Solutions1) Always create a new tag - we don't really care that we have duplicate tags if we always perform operations on the tagName, not the actual instance of a tag - this in ddd would be a 'Value Object'.
Side effects are; a potential drop in performance, and an increased database size
2) Use Database constraints to mark the field as unique, so the second post will attempt to create the tag and fail.
Side effects are; it is difficult to impose unique constraints in ORM, not all underlying providers (object store for example) will support this, and requires 'retry' logic.

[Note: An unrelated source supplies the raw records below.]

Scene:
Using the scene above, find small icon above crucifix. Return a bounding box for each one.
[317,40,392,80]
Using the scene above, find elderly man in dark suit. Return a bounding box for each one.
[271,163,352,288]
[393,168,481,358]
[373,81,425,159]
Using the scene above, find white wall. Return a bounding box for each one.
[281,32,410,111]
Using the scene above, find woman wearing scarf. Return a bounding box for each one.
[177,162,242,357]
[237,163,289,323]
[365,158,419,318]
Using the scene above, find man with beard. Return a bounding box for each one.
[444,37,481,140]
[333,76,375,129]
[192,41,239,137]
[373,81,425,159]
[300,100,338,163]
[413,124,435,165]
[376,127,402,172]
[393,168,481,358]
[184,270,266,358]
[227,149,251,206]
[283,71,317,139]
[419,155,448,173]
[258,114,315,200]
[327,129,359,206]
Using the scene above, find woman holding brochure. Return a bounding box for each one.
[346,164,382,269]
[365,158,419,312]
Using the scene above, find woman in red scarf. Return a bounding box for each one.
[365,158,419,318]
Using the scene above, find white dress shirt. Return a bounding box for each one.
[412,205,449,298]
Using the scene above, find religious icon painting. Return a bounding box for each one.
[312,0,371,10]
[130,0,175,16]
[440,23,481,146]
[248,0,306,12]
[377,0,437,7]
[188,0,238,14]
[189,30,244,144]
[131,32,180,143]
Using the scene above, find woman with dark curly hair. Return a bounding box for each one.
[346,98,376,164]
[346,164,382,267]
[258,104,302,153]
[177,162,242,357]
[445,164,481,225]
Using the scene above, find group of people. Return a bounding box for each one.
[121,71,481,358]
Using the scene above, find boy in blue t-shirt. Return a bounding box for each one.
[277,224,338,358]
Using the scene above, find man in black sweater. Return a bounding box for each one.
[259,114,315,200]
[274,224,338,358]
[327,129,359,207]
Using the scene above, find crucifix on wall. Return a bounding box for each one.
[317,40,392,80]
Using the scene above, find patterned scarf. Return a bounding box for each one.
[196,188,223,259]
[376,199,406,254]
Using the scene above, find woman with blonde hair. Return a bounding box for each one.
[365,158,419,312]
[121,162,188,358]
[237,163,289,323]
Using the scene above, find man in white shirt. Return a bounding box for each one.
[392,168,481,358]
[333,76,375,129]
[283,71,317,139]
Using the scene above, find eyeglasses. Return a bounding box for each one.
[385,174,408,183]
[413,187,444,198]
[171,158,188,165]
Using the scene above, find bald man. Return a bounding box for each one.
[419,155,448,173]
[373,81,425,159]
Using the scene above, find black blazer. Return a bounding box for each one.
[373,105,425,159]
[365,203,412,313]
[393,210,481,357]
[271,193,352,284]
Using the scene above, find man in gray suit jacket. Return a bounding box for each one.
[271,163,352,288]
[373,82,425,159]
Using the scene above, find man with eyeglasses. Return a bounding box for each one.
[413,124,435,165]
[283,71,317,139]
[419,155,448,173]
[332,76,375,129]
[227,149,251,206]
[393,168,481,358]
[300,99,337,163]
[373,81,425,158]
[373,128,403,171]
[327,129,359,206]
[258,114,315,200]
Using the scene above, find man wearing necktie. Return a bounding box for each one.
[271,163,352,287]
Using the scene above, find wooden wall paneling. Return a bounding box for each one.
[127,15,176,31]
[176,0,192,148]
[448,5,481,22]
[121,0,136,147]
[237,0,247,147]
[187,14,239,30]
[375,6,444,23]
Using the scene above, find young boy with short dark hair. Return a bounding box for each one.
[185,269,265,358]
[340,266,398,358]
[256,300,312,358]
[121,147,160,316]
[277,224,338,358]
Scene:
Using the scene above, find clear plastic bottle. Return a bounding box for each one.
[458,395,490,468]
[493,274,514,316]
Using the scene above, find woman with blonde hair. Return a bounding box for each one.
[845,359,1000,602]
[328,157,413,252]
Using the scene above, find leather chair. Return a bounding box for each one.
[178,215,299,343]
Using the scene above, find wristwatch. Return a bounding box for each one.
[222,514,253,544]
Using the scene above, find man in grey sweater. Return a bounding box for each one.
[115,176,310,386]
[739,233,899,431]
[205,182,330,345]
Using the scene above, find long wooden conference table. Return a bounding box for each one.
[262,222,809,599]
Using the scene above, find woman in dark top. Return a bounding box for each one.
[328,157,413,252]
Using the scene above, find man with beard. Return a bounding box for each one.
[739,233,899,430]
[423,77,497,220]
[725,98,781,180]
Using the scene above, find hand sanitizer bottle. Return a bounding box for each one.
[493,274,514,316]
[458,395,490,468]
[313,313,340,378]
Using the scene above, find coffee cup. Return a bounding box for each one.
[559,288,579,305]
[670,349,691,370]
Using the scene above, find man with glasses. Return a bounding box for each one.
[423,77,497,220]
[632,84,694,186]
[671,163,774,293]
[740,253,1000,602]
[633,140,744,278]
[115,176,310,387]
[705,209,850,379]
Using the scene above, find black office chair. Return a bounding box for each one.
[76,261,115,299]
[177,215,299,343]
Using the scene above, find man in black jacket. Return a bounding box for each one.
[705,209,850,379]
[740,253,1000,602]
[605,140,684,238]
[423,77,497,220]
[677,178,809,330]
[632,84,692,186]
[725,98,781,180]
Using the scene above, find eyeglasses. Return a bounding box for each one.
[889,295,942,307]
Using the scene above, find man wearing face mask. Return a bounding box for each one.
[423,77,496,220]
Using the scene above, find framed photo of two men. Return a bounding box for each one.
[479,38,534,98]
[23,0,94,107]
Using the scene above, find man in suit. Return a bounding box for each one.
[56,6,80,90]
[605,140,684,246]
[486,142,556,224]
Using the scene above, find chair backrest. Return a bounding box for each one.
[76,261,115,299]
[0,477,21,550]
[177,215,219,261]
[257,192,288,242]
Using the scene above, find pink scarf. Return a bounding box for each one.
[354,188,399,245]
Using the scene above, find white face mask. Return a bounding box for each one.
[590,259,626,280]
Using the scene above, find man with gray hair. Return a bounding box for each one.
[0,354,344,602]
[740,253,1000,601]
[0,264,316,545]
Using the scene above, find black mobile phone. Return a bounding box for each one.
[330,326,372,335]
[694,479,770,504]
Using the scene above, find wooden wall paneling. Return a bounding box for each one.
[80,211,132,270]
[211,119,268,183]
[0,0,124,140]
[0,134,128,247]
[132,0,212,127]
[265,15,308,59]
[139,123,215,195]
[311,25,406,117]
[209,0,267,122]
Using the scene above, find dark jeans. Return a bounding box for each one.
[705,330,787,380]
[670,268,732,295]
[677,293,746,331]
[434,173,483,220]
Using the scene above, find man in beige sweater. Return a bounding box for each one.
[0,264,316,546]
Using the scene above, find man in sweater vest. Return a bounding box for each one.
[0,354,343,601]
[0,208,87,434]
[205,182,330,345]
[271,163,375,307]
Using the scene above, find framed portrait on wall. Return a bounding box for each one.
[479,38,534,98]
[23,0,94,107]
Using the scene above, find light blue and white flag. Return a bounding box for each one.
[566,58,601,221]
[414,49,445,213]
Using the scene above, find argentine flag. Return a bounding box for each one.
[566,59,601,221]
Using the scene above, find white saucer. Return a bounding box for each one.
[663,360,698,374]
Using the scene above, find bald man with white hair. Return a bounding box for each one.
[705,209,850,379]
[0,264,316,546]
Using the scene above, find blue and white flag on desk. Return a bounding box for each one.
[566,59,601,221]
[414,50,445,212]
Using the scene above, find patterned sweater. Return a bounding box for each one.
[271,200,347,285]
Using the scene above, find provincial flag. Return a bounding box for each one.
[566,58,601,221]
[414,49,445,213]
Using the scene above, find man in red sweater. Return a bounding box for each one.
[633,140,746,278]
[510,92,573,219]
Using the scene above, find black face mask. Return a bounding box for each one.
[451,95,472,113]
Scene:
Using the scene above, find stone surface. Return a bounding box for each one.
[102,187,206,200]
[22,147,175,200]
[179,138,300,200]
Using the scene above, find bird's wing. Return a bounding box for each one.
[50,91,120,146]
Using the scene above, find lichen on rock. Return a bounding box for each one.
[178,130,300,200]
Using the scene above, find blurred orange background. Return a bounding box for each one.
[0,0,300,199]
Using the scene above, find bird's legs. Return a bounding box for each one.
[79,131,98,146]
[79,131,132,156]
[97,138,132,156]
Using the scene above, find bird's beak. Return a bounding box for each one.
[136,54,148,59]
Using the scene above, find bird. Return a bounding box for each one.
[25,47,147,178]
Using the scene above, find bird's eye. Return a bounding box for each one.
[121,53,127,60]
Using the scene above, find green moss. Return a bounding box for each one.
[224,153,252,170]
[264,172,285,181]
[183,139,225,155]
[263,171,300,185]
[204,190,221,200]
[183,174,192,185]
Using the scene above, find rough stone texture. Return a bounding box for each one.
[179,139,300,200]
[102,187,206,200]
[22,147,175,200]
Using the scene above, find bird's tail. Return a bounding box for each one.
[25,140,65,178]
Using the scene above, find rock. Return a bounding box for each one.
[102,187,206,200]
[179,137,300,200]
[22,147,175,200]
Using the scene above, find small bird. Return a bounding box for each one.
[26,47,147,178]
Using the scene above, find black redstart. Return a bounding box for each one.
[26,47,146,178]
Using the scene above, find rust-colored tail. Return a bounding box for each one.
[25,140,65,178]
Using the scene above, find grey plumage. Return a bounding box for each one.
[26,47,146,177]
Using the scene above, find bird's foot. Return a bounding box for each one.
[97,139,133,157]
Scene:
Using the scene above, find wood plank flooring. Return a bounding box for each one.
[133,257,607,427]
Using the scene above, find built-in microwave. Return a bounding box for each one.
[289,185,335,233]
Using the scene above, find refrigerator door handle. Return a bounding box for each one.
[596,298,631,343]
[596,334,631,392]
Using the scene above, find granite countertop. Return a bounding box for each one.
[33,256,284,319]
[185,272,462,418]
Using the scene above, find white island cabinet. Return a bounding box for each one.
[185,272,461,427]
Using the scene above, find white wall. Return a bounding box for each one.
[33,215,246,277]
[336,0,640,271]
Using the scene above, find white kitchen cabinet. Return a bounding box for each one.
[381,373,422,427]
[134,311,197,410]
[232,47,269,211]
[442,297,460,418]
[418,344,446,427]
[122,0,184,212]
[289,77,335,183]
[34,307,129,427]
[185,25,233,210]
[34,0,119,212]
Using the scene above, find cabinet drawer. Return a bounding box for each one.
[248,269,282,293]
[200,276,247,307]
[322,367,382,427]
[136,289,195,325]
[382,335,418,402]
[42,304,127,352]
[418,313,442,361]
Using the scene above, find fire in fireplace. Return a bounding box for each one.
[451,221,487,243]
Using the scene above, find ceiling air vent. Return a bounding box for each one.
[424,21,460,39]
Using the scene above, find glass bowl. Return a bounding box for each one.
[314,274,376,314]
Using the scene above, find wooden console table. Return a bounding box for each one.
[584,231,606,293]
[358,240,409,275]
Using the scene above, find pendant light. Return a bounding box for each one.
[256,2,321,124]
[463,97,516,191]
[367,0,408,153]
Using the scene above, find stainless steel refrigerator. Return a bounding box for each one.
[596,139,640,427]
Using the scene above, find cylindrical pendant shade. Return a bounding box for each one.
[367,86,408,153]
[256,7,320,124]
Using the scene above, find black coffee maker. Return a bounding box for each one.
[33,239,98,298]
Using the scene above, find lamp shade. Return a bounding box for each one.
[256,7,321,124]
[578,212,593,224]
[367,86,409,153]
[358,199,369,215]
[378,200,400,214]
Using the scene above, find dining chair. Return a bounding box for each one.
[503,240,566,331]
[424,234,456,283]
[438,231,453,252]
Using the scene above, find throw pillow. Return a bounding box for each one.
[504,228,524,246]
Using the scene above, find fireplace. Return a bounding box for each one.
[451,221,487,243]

3) Use a Transaction to check the existance of the entry before the insert.
Side effects are; a drop in performance from transactional locking and increased solution complexity.
4) Use a messaging service model for processing each post creation as a separate operation so the race conditions wont exist.
Side effects are; an increase in application complexity due to the asynchronous nature of the queue, and reduced performance due to the overhead (albeit with an increased scalability)
ConclusionsOption 1 in this scenario is entirely valid but this is not always the case, often guaranteed uniqueness is important, so using this as a general solution to race conditions is not appropriate.
Options 2 and 3 are very reiliant on the functionality of the underlying data provider. In most LOB solutions is probably OK, but it is not as flexible and scalable as I would like.
Option 4 seems like a fairly drastic change in application design, but in reality this should not be as large an impact as you would think.